Курсанты грызли твердокаменные баранки, шутили:
— С прошлой войны сохранились.
— А Игорь-то! Как кусок увидел, сразу взбодрился!
— Чего же ты хочешь, материя, она, дорогой товарищ, определяет…
— Ребята, вы наворачивайте побыстрей, — морща конопатый нос, попросил Рожков. — Сейчас отбой будет, лезьте под одеяла и грызите там втихомолку, как суслики.
Перед началом занятий по тактике преподаватель, молодой капитан, вызвал из строя Булгакова, с любопытством посмотрел на него.
— Вас срочно
Игорь был удивлен: почему заинтересовались его персоной? Ничего плохого не совершил, оценки у него сносные.
По пути Игорь несколько раз останавливался, принимал положение «смирно», подносил ладонь к виску, шептал слова доклада: «Товарищ подполковник, курсант Булгаков прибыл по вашему приказанию…»
Возле двухэтажной дачки, где помещался штаб, осмотрел себя, затянул ремень еще на две дырки, так, что трудно стало дышать. В конце коридора смело постучал в дощатую дверь. Услышав громкое «да», привычным жестом сдернул с головы пилотку. И тут же спохватился: к пустой голове руку не прикладывают. Надел снова, наугад проверяя, так ли сидит. Пауза затянулась, Игорь злился. В комнату вошел без прежней бодрости, опасаясь сделать что-либо не так.
— Товарищ подполковник, — он запнулся. — Товарищ подполковник, курсант Булгаков пришел по вашему вызову.
— Приходят поезда, — назидательно произнес начальник. — Пассажирские, курьерские и все прочие… Слабо, товарищ курсант, очень слабо.
— Верно, — согласился Игорь.
— Надо подтянуться. Вы давно у нас?
— Давно, — ответил Игорь и, подумав, добавил: — Двенадцать дней. Я на первой машине приехал.
— Да, срок порядочный, — улыбнулся подполковник. — Так вот, сегодня утром мне звонил Ермаков, просил, чтобы вас отпустили на сутки.
— А в чем дело? — удивился Игорь.
— Не знаю. Кажется, Степан Степанович уезжает… Но смотрите, Булгаков. Отпуска в город запрещены. Не подведите меня. Отдавайте честь всем, от ефрейтора и выше. Не попадайтесь на глаза патрулям.
— Не подведу, — сказал Игорь. — Доберусь до квартиры и носа на улицу не покажу.
В палатке, торопясь, написал записку Рожкову. Схватил вещмешок — и на станцию. Почти всю дорогу бежал и успел как раз к отходу пригородного поезда. Отдышался только в вагоне.

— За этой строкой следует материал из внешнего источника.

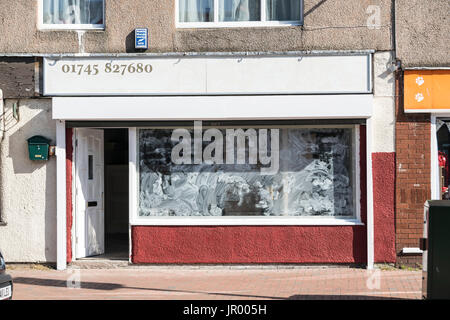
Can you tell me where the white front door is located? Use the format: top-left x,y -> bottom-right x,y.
75,129 -> 105,258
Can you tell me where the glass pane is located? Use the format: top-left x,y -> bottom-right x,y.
43,0 -> 103,24
266,0 -> 302,21
219,0 -> 261,21
139,128 -> 354,216
88,155 -> 94,180
178,0 -> 214,22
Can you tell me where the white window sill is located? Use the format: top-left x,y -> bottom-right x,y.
175,21 -> 303,29
131,217 -> 364,226
39,24 -> 105,31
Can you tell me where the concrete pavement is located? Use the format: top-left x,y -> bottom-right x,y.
8,267 -> 422,300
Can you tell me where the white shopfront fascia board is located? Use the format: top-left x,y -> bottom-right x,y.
53,94 -> 373,121
43,53 -> 372,97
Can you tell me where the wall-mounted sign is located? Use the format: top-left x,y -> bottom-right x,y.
44,54 -> 372,96
134,28 -> 148,50
404,70 -> 450,113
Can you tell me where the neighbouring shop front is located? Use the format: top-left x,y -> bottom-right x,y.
44,52 -> 374,269
405,69 -> 450,200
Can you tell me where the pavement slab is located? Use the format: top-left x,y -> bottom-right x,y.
8,267 -> 422,300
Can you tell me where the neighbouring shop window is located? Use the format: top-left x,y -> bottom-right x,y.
177,0 -> 303,27
138,127 -> 356,218
40,0 -> 104,29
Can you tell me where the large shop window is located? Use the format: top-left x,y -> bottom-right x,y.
177,0 -> 303,28
137,126 -> 357,219
39,0 -> 105,29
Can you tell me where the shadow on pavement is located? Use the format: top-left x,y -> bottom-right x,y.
13,277 -> 403,300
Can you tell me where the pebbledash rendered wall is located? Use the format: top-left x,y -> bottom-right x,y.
0,0 -> 395,264
0,99 -> 56,262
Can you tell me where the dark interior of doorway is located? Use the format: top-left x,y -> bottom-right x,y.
104,129 -> 129,260
437,124 -> 450,200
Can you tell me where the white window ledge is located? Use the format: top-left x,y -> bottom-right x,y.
175,21 -> 303,29
402,248 -> 423,254
131,217 -> 364,226
39,24 -> 105,31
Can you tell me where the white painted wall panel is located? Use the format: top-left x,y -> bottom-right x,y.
53,94 -> 373,121
44,54 -> 372,96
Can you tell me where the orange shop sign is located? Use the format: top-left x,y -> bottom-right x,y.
404,70 -> 450,113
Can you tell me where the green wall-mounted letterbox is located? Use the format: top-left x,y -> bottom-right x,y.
27,136 -> 51,160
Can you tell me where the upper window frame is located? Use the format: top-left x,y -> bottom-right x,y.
175,0 -> 304,29
37,0 -> 106,31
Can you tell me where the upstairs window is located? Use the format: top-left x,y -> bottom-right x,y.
176,0 -> 303,28
39,0 -> 105,30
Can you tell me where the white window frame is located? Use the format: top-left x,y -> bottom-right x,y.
175,0 -> 304,29
128,125 -> 364,226
38,0 -> 106,31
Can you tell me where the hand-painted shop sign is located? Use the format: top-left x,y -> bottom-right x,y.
44,54 -> 372,96
404,70 -> 450,113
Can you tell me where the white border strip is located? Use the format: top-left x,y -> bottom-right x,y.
366,118 -> 374,270
405,109 -> 450,114
56,121 -> 67,270
430,116 -> 441,200
128,128 -> 139,263
52,94 -> 373,121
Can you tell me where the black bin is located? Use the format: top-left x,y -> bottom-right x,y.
420,200 -> 450,299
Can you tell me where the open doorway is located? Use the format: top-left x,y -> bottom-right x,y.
105,129 -> 129,260
75,128 -> 129,260
437,119 -> 450,200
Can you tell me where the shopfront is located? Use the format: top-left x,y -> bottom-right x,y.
44,52 -> 374,269
405,69 -> 450,200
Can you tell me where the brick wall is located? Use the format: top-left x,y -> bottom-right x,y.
395,74 -> 431,266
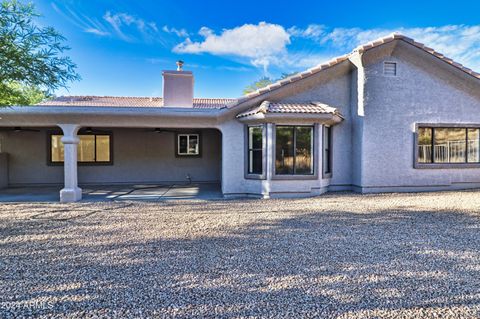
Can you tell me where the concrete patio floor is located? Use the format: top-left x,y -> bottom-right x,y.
0,183 -> 223,202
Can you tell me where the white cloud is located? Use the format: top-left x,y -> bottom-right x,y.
83,28 -> 110,37
288,24 -> 327,39
173,22 -> 290,70
178,22 -> 480,71
162,25 -> 188,38
319,25 -> 480,70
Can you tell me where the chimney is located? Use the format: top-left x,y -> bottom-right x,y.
162,61 -> 193,107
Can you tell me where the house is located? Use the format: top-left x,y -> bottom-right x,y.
0,34 -> 480,202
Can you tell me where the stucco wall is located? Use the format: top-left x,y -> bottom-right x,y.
3,129 -> 221,185
220,70 -> 351,197
359,50 -> 480,192
281,73 -> 355,187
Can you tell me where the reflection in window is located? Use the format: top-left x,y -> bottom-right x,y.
275,126 -> 313,175
418,127 -> 480,164
177,134 -> 200,155
248,126 -> 263,175
418,127 -> 433,163
50,134 -> 111,163
323,126 -> 332,174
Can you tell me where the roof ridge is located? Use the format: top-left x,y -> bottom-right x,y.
230,31 -> 480,107
55,95 -> 236,100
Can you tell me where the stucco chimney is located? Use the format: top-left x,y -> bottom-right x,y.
162,61 -> 193,107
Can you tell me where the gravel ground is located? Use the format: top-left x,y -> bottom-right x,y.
0,191 -> 480,318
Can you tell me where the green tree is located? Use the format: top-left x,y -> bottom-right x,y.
0,0 -> 80,106
243,72 -> 297,95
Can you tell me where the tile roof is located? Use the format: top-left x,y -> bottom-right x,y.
39,96 -> 236,109
237,101 -> 341,118
232,33 -> 480,107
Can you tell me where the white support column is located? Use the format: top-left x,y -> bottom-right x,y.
58,124 -> 82,203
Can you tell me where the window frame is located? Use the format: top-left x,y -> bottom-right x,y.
47,131 -> 113,166
244,124 -> 267,179
413,123 -> 480,169
271,123 -> 319,180
175,132 -> 203,158
322,125 -> 333,178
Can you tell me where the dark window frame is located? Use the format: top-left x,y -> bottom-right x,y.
244,124 -> 267,179
174,132 -> 203,158
47,131 -> 113,166
413,123 -> 480,169
322,125 -> 333,178
271,124 -> 319,180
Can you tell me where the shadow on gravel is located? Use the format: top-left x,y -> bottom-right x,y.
0,209 -> 480,318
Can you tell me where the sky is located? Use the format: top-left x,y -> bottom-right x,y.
33,0 -> 480,98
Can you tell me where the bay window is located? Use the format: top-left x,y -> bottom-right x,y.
275,125 -> 314,175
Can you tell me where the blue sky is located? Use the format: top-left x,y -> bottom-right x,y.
34,0 -> 480,97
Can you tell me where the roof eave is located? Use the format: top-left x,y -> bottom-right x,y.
238,112 -> 343,125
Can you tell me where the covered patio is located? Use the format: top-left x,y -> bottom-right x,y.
0,183 -> 223,203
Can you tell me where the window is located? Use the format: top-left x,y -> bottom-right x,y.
247,126 -> 263,175
177,134 -> 200,156
417,127 -> 480,164
383,62 -> 397,76
275,126 -> 313,175
50,134 -> 112,164
323,126 -> 332,175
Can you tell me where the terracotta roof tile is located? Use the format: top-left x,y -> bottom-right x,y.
237,101 -> 340,118
39,96 -> 236,109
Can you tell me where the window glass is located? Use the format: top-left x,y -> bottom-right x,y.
188,135 -> 198,154
50,135 -> 63,163
275,126 -> 313,175
275,126 -> 295,175
468,128 -> 480,163
96,135 -> 110,162
177,134 -> 200,155
433,128 -> 466,163
323,126 -> 332,174
178,135 -> 188,154
417,127 -> 480,164
50,134 -> 111,163
248,126 -> 263,175
295,126 -> 313,174
418,127 -> 432,163
77,135 -> 95,162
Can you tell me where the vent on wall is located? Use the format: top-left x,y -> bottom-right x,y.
383,62 -> 397,76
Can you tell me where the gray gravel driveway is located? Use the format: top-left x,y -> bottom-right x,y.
0,191 -> 480,318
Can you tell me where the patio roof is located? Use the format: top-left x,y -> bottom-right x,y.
38,95 -> 236,109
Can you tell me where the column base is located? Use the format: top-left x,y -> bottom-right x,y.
60,187 -> 82,203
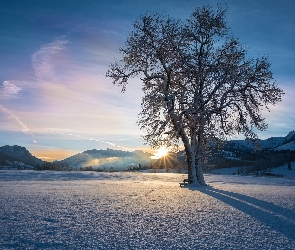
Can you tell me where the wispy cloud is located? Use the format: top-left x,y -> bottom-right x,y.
0,80 -> 30,99
0,104 -> 34,135
32,39 -> 69,81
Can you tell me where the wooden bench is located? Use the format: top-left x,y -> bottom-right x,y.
179,179 -> 192,187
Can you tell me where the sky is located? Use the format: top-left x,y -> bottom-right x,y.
0,0 -> 295,161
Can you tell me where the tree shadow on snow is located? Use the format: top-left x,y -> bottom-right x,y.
188,186 -> 295,240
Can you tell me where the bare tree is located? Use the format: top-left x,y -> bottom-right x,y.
106,6 -> 284,185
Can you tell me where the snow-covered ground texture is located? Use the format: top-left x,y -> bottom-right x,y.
0,171 -> 295,249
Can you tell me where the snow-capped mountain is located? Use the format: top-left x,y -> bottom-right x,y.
60,149 -> 151,169
226,131 -> 295,151
0,145 -> 43,167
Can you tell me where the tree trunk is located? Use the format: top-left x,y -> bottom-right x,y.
185,145 -> 198,184
195,129 -> 206,186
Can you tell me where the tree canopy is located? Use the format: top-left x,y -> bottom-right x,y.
106,6 -> 283,185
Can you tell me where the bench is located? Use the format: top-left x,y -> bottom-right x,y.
179,179 -> 192,187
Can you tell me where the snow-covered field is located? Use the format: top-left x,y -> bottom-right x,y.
0,170 -> 295,249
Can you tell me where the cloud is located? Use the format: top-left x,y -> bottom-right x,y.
32,39 -> 69,82
0,104 -> 34,135
0,80 -> 30,99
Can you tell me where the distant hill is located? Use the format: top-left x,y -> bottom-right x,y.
0,145 -> 43,168
60,148 -> 152,170
226,131 -> 295,151
207,131 -> 295,172
0,131 -> 295,170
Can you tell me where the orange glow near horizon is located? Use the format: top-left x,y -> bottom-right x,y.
151,147 -> 169,159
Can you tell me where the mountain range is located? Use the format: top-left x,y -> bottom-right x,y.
0,131 -> 295,170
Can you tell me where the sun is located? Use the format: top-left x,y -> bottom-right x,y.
151,147 -> 169,159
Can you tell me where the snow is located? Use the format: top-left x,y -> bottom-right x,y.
0,170 -> 295,249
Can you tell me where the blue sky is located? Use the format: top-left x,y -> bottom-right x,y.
0,0 -> 295,160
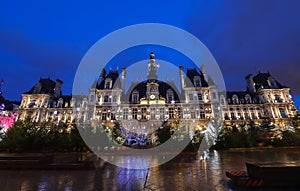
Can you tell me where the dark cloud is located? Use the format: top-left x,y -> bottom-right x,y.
0,31 -> 81,100
186,0 -> 300,94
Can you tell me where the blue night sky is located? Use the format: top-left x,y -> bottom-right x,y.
0,0 -> 300,107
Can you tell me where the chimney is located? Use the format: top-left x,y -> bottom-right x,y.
54,79 -> 63,97
245,74 -> 256,93
179,66 -> 184,89
121,67 -> 126,91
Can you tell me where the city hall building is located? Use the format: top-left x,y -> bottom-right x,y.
18,53 -> 297,132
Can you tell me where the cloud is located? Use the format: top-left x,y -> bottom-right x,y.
0,31 -> 81,100
186,0 -> 300,94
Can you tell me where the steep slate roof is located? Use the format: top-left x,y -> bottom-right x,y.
253,72 -> 286,90
26,78 -> 55,95
0,94 -> 20,111
124,80 -> 180,103
97,70 -> 121,89
185,68 -> 208,87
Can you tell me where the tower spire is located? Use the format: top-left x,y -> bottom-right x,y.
147,52 -> 158,80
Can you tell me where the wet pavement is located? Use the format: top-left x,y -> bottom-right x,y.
0,148 -> 300,191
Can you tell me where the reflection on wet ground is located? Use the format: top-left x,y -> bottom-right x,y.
0,148 -> 300,191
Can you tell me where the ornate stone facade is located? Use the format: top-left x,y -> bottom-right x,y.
18,53 -> 297,131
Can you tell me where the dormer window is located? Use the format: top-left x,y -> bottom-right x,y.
198,93 -> 203,101
104,95 -> 108,102
232,95 -> 239,104
245,94 -> 252,104
104,78 -> 112,89
166,89 -> 174,103
57,98 -> 64,108
194,76 -> 201,87
33,82 -> 42,94
132,90 -> 139,103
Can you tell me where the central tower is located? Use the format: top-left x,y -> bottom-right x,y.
147,52 -> 157,81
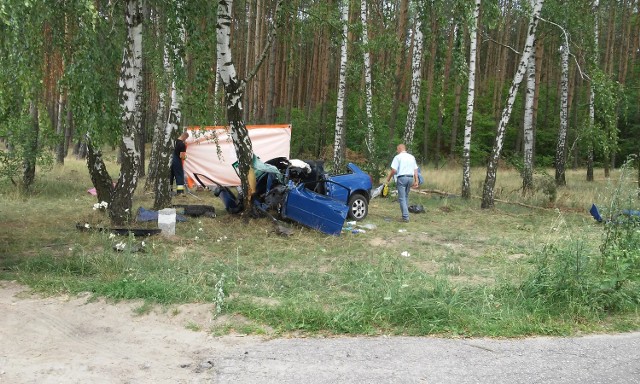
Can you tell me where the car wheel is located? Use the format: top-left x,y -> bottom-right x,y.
349,193 -> 369,221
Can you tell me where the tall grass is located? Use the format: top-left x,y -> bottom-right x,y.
0,156 -> 640,336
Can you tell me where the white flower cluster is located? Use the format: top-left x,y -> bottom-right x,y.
93,201 -> 109,211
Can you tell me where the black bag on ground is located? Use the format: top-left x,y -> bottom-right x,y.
408,204 -> 425,213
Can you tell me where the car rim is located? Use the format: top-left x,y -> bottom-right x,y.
351,200 -> 365,218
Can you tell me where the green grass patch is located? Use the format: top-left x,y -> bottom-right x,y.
0,156 -> 640,337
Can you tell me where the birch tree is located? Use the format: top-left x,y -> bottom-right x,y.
522,43 -> 536,196
403,5 -> 424,147
555,24 -> 569,186
153,0 -> 185,210
462,0 -> 482,199
216,0 -> 284,206
333,0 -> 349,170
481,0 -> 544,208
360,0 -> 375,158
587,0 -> 600,181
108,0 -> 144,224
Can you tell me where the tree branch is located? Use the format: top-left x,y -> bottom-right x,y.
482,33 -> 521,55
539,17 -> 591,81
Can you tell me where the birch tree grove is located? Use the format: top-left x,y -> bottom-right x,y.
109,0 -> 143,225
333,0 -> 349,170
522,43 -> 536,196
481,0 -> 544,208
0,0 -> 640,204
216,0 -> 283,207
153,0 -> 185,210
360,0 -> 375,158
555,24 -> 569,186
403,6 -> 423,148
462,0 -> 481,199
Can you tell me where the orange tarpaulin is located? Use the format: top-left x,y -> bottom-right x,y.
184,124 -> 291,188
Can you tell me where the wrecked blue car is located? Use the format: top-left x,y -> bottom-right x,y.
195,158 -> 372,235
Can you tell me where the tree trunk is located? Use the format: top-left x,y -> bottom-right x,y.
403,7 -> 423,148
333,0 -> 349,172
422,14 -> 439,161
108,0 -> 144,225
389,0 -> 409,148
22,98 -> 40,192
153,2 -> 185,210
360,0 -> 375,159
555,31 -> 569,186
216,0 -> 283,207
56,90 -> 66,165
462,0 -> 481,200
522,44 -> 536,196
481,0 -> 544,208
587,0 -> 600,181
82,136 -> 113,203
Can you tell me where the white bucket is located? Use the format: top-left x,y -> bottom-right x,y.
158,208 -> 176,236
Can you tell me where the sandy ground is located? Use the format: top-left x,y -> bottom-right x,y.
0,281 -> 259,383
0,281 -> 640,384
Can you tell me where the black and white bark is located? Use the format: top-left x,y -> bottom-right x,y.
216,0 -> 283,201
360,0 -> 375,159
333,0 -> 349,170
403,7 -> 424,147
22,100 -> 40,192
462,0 -> 481,199
108,0 -> 143,225
153,1 -> 185,210
522,43 -> 536,196
481,0 -> 544,208
587,0 -> 600,181
555,35 -> 569,186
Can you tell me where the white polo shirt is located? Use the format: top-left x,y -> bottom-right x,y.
391,151 -> 418,176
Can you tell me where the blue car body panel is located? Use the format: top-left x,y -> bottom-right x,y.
281,185 -> 349,235
326,163 -> 372,204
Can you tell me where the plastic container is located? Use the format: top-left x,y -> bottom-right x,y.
158,208 -> 176,236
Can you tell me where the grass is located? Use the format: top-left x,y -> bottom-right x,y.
0,155 -> 640,337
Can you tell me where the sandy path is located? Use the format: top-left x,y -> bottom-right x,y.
0,281 -> 640,384
0,281 -> 258,383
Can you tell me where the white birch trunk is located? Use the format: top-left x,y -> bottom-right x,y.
522,43 -> 536,195
333,0 -> 349,171
555,37 -> 569,186
587,0 -> 600,181
144,44 -> 166,191
462,0 -> 481,199
403,12 -> 423,148
153,1 -> 185,210
216,0 -> 283,200
360,0 -> 375,158
481,0 -> 544,208
109,0 -> 143,224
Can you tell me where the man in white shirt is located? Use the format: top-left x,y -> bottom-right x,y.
387,144 -> 418,223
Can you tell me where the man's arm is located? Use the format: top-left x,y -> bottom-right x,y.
387,168 -> 396,184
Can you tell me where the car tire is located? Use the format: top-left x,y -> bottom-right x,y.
348,193 -> 369,221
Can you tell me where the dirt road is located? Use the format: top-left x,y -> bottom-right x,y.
0,281 -> 640,384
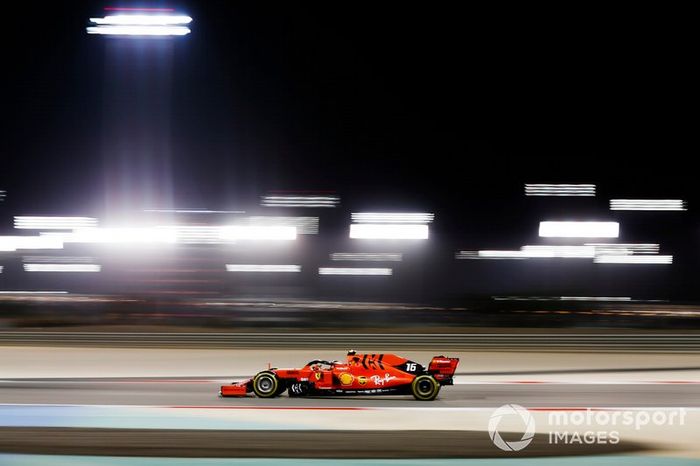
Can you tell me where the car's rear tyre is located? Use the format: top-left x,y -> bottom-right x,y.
253,371 -> 280,398
411,374 -> 440,401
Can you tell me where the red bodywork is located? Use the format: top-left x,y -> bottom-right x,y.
220,352 -> 459,396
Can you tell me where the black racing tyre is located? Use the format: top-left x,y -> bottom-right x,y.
253,371 -> 280,398
411,374 -> 440,401
275,379 -> 287,396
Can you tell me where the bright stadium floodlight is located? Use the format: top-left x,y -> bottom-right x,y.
610,199 -> 688,211
584,243 -> 659,256
226,264 -> 301,272
540,222 -> 620,238
352,212 -> 435,224
90,15 -> 192,26
350,223 -> 428,239
24,264 -> 102,272
15,216 -> 97,230
87,26 -> 191,36
87,8 -> 192,36
525,184 -> 595,197
594,255 -> 673,264
318,267 -> 392,275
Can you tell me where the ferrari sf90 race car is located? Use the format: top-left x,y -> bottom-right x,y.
219,351 -> 459,401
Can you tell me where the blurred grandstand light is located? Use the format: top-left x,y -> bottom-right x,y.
261,195 -> 340,207
525,184 -> 595,196
350,223 -> 428,239
584,243 -> 659,256
15,216 -> 97,230
226,264 -> 301,272
540,222 -> 620,238
221,225 -> 297,241
594,255 -> 673,264
87,26 -> 191,36
352,212 -> 435,224
318,267 -> 392,275
520,246 -> 595,259
610,199 -> 687,211
331,252 -> 403,262
87,13 -> 192,36
24,264 -> 102,272
90,14 -> 192,26
0,236 -> 63,252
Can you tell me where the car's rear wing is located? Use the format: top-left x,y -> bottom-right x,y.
428,356 -> 459,385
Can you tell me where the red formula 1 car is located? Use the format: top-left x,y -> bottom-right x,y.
219,351 -> 459,401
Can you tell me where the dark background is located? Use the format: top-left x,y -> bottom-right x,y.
0,1 -> 700,299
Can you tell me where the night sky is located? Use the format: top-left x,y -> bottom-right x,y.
0,1 -> 700,296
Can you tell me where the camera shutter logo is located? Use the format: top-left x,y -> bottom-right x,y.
489,404 -> 535,451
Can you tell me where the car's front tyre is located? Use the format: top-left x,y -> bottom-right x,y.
411,374 -> 440,401
253,371 -> 280,398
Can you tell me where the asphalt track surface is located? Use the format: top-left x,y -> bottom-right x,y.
0,378 -> 700,408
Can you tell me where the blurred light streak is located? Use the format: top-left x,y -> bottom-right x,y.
525,184 -> 595,196
352,212 -> 435,224
318,267 -> 392,275
585,243 -> 659,256
330,252 -> 403,262
248,216 -> 318,235
491,296 -> 632,301
90,14 -> 192,26
610,199 -> 688,211
24,264 -> 102,272
559,296 -> 632,301
455,246 -> 595,259
226,264 -> 301,272
42,227 -> 177,244
87,26 -> 191,36
15,216 -> 97,230
350,223 -> 428,239
22,256 -> 95,264
0,236 -> 63,252
521,246 -> 595,259
261,195 -> 340,207
221,225 -> 297,241
539,222 -> 620,238
594,255 -> 673,264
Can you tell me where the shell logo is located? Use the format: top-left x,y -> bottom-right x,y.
339,372 -> 355,385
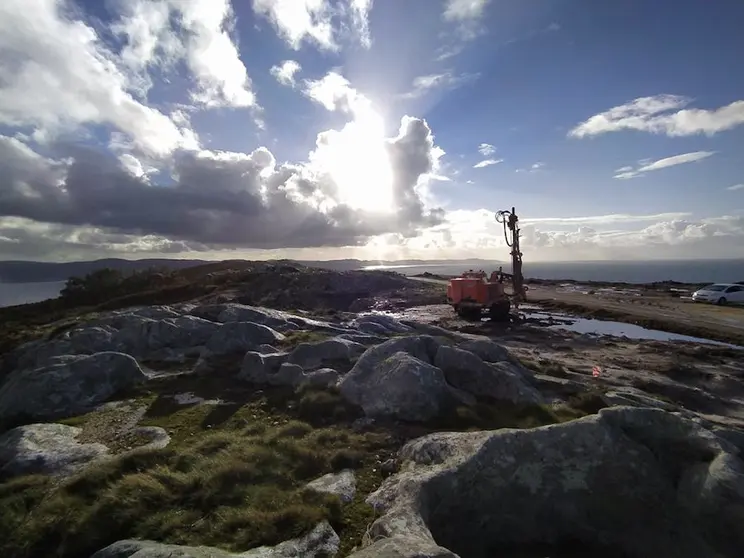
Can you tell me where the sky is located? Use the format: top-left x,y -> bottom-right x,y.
0,0 -> 744,261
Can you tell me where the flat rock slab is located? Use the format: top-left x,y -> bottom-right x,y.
91,521 -> 341,558
352,407 -> 744,558
0,352 -> 147,420
0,424 -> 109,479
307,469 -> 356,504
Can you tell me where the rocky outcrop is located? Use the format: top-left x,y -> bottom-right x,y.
434,345 -> 543,404
339,351 -> 467,422
287,337 -> 366,370
353,407 -> 744,558
0,424 -> 108,480
238,351 -> 340,387
349,314 -> 414,336
91,521 -> 340,558
112,316 -> 221,359
339,335 -> 542,421
307,469 -> 356,504
0,352 -> 146,419
14,325 -> 116,369
202,322 -> 284,356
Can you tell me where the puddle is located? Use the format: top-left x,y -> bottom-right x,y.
173,392 -> 225,405
524,309 -> 744,349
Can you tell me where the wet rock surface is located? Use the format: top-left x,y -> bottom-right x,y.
354,407 -> 744,558
0,424 -> 108,481
307,469 -> 356,504
339,335 -> 542,421
91,522 -> 339,558
0,352 -> 146,419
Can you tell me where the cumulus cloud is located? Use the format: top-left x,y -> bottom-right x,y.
568,95 -> 744,138
442,0 -> 490,22
0,0 -> 197,155
0,104 -> 442,253
401,71 -> 480,99
270,60 -> 302,86
473,159 -> 504,169
113,0 -> 256,107
478,143 -> 496,157
398,209 -> 744,261
615,151 -> 715,180
302,72 -> 369,113
252,0 -> 372,51
437,0 -> 491,41
521,212 -> 691,226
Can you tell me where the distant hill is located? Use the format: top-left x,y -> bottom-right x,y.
0,258 -> 500,283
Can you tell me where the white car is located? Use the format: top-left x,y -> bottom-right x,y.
692,283 -> 744,304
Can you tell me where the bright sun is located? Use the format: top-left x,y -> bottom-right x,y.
318,107 -> 394,212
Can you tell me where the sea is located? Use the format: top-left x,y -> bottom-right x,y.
0,260 -> 744,307
365,260 -> 744,283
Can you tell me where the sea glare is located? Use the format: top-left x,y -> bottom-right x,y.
365,260 -> 744,283
0,260 -> 744,307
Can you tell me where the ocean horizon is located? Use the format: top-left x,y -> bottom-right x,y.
0,260 -> 744,307
364,260 -> 744,283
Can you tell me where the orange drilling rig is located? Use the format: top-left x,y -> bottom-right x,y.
447,207 -> 527,322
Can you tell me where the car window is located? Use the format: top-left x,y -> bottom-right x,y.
703,285 -> 726,291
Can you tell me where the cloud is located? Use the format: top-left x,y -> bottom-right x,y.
252,0 -> 372,51
520,213 -> 691,225
302,71 -> 369,113
473,159 -> 504,169
614,151 -> 715,180
568,95 -> 744,138
396,209 -> 744,261
0,105 -> 443,254
112,0 -> 256,107
400,71 -> 480,99
478,143 -> 496,157
442,0 -> 490,22
270,60 -> 302,86
0,0 -> 198,156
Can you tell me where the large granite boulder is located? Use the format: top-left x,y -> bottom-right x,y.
91,521 -> 341,558
113,316 -> 222,358
11,325 -> 116,370
202,322 -> 284,356
0,424 -> 108,480
353,407 -> 744,558
434,345 -> 544,404
339,351 -> 467,422
288,337 -> 366,370
339,335 -> 543,421
0,352 -> 146,420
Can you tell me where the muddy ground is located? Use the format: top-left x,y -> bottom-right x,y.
414,275 -> 744,346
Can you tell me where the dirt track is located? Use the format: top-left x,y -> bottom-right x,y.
406,277 -> 744,346
528,286 -> 744,345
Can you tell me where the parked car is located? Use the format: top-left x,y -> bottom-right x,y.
692,283 -> 744,304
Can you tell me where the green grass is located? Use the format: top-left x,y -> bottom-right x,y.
0,422 -> 379,558
0,368 -> 591,558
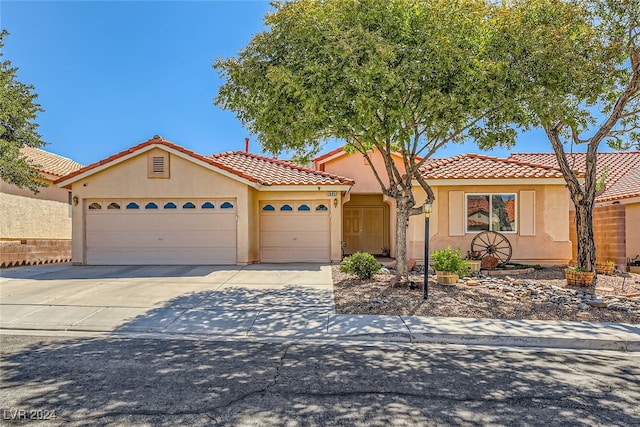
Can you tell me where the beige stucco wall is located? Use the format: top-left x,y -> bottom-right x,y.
0,181 -> 71,240
67,149 -> 252,264
323,151 -> 404,194
626,202 -> 640,258
420,181 -> 571,264
65,148 -> 342,264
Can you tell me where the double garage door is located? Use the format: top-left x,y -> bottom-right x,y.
85,199 -> 237,265
85,199 -> 331,265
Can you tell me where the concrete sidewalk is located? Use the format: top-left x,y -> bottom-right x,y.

Всего две недели пробыл Игорь в лагере, но Москва за это время сильно изменилась. Много было непривычного, бросавшегося в глаза. Посреди Комсомольской площади лежала пузатая туша аэростата, обнесенная веревочным заграждением. Около аэростата суетились девушки в военной форме. Окна домов крест-накрест заклеены марлей, полосками бумаги или материи — чтобы при взрывах не вылетали стекла. Витрины магазинов заложены мешками с песком, забиты деревянными щитами, в которых оставлены только небольшие отверстия, похожие на амбразуры.
Высокие дома выглядели очень странно. Одна часть фасада и крыши выкрашена грязно-желтой краской, вторая — черной, третья — зеленой. Игорь понял: такая раскраска собьет с толку немецких летчиков, не даст возможности ориентироваться. Прилетит фашист на бомбежку вокзалов, посмотрит план города — вот тут большие дома, тут, значит, и железнодорожная станция. Но сверху, особенно ночью, черная краска будет восприниматься, как пустота, как пространство между строениями. Вместо большого дома летчик увидит несколько маленьких.